After that, the administration will be pushing to get Senate Majority Leader Harry Reid (D-NV) to schedule floor time to debate and vote on the resolution, which needs 67 votes to pass, before the next Congressional recess. Administration officials still hold out hope that is possible.
“I hope to actually get a vote on the floor in the next couple of weeks,” Assistant Secretary of State Rose Gottemeoller said Monday at Georgetown University. “People are wrestling very actively with this issue. This is a new Congressional season but there’s actually very little time before they break before the elections.”

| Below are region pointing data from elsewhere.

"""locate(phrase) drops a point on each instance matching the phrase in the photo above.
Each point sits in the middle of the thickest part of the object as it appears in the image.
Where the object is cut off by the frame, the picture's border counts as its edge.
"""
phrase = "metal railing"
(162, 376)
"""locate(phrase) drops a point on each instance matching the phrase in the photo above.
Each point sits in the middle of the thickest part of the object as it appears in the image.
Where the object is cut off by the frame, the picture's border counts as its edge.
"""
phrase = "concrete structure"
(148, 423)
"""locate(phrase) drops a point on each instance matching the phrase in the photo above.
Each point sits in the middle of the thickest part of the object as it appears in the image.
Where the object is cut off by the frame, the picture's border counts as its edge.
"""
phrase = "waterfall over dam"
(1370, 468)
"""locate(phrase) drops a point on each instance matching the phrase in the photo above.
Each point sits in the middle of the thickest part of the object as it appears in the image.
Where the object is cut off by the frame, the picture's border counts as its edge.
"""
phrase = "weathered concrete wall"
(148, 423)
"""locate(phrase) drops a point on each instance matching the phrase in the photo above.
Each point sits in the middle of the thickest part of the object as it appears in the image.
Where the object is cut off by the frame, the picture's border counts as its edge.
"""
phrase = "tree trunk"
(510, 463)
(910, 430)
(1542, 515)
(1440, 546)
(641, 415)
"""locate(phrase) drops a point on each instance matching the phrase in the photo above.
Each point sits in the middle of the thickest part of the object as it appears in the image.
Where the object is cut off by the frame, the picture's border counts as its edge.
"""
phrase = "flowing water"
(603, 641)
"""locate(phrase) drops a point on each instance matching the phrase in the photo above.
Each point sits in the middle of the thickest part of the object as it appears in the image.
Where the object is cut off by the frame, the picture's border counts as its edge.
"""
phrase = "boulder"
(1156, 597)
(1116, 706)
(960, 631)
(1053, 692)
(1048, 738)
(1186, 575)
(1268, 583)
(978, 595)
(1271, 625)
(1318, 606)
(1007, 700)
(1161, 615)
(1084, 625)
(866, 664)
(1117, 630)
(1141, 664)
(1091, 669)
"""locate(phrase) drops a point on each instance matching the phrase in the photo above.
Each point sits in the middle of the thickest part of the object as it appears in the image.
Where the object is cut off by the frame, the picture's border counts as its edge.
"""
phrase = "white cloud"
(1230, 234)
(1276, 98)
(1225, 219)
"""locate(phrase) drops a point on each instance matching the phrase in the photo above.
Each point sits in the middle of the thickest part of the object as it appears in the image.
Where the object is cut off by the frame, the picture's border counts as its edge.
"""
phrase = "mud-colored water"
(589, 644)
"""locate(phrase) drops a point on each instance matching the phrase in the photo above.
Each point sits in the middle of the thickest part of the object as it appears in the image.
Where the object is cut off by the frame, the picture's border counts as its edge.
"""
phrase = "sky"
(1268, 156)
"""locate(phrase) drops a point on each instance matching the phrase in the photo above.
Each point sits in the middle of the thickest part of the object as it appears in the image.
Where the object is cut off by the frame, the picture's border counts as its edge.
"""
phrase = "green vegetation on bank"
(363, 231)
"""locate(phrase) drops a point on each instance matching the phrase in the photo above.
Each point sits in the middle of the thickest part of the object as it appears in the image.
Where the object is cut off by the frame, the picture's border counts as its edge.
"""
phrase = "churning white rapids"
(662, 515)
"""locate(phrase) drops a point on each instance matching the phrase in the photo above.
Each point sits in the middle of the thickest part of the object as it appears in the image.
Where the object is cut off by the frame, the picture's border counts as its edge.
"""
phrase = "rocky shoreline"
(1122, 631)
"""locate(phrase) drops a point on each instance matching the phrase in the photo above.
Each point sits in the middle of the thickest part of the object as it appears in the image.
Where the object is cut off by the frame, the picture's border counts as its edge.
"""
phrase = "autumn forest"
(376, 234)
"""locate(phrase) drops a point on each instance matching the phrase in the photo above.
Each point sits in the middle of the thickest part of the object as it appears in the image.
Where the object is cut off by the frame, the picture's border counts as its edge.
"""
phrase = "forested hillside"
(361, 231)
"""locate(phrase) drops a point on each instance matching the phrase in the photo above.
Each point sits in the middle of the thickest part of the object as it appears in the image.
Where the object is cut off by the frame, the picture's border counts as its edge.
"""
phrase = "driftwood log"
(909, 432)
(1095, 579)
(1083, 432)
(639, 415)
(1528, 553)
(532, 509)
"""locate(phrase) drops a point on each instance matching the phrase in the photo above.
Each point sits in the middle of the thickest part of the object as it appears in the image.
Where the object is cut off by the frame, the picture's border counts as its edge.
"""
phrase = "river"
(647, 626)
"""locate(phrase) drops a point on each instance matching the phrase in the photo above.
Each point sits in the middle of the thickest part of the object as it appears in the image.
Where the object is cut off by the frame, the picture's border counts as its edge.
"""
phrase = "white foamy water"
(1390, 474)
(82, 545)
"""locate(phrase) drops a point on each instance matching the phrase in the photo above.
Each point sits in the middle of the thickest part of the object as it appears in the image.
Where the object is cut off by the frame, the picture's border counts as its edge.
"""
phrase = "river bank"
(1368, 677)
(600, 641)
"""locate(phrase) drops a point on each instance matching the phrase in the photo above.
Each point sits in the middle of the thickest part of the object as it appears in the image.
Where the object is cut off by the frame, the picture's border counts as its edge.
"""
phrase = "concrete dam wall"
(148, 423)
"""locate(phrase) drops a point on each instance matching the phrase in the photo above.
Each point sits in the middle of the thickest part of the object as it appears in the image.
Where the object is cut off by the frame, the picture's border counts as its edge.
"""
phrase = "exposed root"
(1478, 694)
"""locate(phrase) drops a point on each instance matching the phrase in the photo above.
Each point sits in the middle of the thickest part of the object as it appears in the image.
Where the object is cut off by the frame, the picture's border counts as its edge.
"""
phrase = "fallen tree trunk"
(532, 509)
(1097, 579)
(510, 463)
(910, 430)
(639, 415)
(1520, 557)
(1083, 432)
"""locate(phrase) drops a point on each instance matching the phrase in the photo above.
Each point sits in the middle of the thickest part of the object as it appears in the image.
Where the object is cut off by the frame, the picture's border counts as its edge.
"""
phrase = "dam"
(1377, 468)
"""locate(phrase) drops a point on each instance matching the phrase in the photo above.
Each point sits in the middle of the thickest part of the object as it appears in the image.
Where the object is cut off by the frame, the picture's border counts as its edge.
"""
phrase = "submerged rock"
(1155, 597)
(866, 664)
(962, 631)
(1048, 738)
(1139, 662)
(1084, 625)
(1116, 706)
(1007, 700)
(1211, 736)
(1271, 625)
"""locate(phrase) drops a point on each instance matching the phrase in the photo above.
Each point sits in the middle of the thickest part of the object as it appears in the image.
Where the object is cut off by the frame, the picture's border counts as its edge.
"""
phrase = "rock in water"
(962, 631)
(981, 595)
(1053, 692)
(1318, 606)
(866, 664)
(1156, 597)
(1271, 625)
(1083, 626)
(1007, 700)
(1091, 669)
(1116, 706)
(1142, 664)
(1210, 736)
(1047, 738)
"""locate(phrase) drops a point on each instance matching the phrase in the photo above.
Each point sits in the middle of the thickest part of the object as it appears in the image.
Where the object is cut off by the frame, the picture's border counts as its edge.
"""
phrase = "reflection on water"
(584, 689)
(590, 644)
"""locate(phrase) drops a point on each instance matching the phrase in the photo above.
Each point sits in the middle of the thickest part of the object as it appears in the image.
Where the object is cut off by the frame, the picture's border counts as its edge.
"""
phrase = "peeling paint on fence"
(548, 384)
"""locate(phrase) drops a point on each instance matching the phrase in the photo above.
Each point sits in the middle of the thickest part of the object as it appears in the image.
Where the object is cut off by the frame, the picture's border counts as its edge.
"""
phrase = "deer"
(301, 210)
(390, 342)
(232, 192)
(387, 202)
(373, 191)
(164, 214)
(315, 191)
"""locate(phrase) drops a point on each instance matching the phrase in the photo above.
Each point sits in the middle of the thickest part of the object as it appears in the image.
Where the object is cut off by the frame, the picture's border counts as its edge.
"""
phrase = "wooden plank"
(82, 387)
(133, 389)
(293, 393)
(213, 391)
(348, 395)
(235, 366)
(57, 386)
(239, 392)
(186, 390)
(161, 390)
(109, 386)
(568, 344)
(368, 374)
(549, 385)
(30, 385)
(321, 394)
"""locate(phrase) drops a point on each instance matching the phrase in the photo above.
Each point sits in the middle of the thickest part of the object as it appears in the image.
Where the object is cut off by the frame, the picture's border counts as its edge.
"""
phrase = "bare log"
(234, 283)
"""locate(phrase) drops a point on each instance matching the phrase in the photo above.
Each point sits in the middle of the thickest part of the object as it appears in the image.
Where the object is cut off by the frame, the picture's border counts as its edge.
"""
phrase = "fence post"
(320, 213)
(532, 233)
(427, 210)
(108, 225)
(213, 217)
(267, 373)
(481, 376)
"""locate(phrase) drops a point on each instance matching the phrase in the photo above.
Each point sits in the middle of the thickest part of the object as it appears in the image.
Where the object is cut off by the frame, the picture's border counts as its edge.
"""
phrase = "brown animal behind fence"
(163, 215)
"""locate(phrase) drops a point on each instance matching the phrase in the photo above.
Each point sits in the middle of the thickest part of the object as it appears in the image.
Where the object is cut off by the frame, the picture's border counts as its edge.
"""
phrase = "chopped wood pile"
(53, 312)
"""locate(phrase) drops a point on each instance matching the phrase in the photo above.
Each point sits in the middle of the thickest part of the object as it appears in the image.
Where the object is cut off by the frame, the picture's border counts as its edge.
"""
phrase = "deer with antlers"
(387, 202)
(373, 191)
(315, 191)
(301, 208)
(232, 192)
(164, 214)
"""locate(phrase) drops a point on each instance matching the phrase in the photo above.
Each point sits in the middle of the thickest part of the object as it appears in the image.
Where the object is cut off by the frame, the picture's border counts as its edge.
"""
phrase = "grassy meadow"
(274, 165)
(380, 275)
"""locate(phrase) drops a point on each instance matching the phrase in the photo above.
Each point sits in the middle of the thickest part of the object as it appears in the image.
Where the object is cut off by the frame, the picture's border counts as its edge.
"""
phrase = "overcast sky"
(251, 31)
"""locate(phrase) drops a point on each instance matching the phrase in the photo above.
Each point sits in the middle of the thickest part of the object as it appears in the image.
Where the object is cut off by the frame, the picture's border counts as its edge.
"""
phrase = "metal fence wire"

A Senate leadership aide told The Cable that START was on a list of items for possible consideration before the Congressional recess. “We have many important items to consider and we will need Republican cooperation to do so,” the aide said.
In his remarks at George Washington University, Lugar also sounded a pessimistic note on getting the treaty a full vote on the Senate floor before the November midterm elections. He blamed the delay on the current hyper-partisan atmosphere in Congress.
“This is not a happy time in terms of people accomodating each other,” he said.
One senior GOP Senate aide close to the issue was also skeptical. He predicted the treaty debate would be pushed to November or even next year.
“Are they drunk? Why would Harry Reid spend any floor time on this, it’s just not going to help any Democrat get elected.”